Afin de ne pas pénaliser excessivement le propriétaire, ces délais seront subordonnés au paiement régulier de l’indemnité d’occupation courante, telle que prévue par l’ordonnance de référé du 19 décembre 2023 du tribunal de proximité de Pantin.
En application de l’article 696 du code de procédure civile, Madame [H] [G] supportera la charge des éventuels dépens et ce, malgré le succès sa prétention, l’instance ayant été introduite par cette dernière dans le seul objectif d’obtenir des délais pour quitter les lieux.
En revanche, il est équitable de rejeter la demande formée au titre de l’article 700 du code de procédure civile.

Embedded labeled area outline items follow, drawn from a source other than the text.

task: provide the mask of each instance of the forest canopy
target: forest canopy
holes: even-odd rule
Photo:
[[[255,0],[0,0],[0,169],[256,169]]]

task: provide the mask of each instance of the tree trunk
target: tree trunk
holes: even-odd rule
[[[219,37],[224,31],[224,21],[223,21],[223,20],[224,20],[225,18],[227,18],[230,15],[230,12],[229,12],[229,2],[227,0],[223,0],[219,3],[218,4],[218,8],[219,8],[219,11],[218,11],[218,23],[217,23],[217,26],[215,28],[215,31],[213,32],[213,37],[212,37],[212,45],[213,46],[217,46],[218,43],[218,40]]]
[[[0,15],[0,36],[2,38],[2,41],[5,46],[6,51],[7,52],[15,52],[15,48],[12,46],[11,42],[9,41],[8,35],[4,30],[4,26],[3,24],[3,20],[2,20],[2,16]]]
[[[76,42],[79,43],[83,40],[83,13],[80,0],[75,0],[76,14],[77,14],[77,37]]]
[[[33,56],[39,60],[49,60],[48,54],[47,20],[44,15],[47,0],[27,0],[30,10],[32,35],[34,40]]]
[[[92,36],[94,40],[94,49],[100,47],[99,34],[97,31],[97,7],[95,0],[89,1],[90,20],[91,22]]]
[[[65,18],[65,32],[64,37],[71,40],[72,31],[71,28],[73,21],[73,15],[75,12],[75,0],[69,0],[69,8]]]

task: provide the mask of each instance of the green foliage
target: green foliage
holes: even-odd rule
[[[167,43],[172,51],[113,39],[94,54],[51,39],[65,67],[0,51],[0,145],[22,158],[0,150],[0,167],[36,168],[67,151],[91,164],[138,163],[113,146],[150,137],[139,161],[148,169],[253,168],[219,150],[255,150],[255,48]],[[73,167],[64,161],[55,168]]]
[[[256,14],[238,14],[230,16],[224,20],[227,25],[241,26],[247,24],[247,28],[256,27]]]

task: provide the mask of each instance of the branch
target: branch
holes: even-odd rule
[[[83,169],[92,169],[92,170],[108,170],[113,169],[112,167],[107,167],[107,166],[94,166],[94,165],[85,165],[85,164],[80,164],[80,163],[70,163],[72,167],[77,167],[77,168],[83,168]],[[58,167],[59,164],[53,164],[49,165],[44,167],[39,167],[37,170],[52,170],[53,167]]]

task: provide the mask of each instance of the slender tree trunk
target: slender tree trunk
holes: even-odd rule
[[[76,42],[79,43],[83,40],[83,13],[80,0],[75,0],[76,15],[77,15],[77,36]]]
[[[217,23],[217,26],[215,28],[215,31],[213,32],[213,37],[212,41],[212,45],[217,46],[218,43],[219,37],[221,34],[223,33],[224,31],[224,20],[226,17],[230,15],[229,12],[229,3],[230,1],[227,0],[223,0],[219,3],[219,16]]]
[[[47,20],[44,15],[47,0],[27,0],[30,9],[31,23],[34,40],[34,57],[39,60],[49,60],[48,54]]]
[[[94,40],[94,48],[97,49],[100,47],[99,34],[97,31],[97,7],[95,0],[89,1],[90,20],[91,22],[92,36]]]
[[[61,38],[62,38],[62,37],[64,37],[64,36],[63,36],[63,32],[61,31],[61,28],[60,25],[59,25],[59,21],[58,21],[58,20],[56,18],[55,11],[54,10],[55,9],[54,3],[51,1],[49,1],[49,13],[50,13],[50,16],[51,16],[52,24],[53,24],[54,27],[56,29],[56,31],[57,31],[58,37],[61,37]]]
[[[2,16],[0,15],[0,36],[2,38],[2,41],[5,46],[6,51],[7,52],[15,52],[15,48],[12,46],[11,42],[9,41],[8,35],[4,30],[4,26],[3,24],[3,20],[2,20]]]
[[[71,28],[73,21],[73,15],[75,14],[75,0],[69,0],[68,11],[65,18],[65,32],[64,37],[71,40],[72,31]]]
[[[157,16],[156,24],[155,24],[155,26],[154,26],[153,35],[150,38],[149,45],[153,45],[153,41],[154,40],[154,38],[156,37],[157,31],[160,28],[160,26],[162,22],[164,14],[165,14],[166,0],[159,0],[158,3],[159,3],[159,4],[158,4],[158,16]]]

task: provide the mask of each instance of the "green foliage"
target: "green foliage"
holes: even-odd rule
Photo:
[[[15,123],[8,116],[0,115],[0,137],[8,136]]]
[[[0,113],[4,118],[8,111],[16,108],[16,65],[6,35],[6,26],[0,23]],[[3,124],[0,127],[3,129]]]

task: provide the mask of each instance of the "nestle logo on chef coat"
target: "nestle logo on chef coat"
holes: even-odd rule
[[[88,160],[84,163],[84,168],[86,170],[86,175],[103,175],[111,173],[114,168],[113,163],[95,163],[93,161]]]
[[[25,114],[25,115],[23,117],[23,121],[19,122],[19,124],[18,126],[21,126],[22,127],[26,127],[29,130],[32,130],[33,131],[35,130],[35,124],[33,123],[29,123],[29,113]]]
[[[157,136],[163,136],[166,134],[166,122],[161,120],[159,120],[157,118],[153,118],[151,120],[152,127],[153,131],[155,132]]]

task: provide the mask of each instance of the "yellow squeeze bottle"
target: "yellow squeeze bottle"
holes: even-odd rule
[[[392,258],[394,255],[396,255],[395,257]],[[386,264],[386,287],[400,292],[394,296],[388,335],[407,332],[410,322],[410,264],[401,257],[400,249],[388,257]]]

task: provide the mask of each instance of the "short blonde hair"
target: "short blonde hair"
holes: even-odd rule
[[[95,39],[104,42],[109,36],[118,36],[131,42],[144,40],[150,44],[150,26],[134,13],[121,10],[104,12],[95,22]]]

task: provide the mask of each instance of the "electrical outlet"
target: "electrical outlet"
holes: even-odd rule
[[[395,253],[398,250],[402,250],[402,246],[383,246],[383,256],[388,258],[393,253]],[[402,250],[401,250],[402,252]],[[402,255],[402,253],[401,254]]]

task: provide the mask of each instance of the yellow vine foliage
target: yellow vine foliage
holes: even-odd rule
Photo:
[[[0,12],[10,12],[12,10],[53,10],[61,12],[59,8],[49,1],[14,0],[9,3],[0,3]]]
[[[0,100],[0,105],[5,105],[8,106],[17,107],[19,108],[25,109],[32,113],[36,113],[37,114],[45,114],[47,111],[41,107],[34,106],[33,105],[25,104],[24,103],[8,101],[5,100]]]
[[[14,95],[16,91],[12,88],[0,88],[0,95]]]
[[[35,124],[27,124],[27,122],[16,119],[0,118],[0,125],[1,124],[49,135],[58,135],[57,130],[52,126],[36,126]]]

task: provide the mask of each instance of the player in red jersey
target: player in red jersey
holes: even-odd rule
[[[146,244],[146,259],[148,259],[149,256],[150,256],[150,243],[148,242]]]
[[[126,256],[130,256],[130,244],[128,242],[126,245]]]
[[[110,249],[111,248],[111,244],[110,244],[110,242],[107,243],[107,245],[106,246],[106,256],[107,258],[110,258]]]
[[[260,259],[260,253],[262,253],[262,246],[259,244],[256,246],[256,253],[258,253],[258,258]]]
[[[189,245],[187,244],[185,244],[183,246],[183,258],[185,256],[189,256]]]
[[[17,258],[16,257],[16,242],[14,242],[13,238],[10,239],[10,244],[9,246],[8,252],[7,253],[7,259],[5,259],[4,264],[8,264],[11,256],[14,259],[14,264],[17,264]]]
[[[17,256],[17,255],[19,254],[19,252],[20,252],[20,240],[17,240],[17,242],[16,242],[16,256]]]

La nature du litige rend nécessaire de déclarer la présente décision exécutoire au seul vu de la minute, en application des dispositions de l’article R121-17 du code des procédures civiles d’exécution.
PAR CES MOTIFS
La juge de l’exécution, statuant publiquement, par jugement contradictoire, mis à disposition au greffe et en premier ressort :
ACCORDE à Madame [H] [G], ainsi qu’à tout occupant de son chef, un délai de 9 mois, soit jusqu’au 18 août 2025 inclus, pour se maintenir dans les lieux situés [Adresse 2] à [Localité 7] ;
DIT qu’à défaut de paiement à son terme d’une indemnité d’occupation courante, telle que fixée par l’ordonnance de référé du 19 décembre 2023 du tribunal de proximité de Pantin, et passé un délai de 15 jours suivant la réception d’une mise en demeure de payer les sommes dues, adressée par lettre recommandée avec accusé de réception, Madame [H] [G] perdra le bénéfice du délai accordé et le propriétaire pourra reprendre la mesure d’expulsion ;
DIT que Madame [H] [G] devra quitter les lieux le 18 août 2025 au plus tard, faute de quoi la procédure d’expulsion, suspendue pendant ce délai, pourra être reprise ;
CONDAMNE Madame [H] [G] aux dépens ;
REJETTE la demande formée au titre des frais irrépétibles de l’article 700 du code de procédure civile ;
DÉCLARE la présente décision exécutoire au seul vu de la minute.
Fait à [Localité 5] le 18 novembre 2024.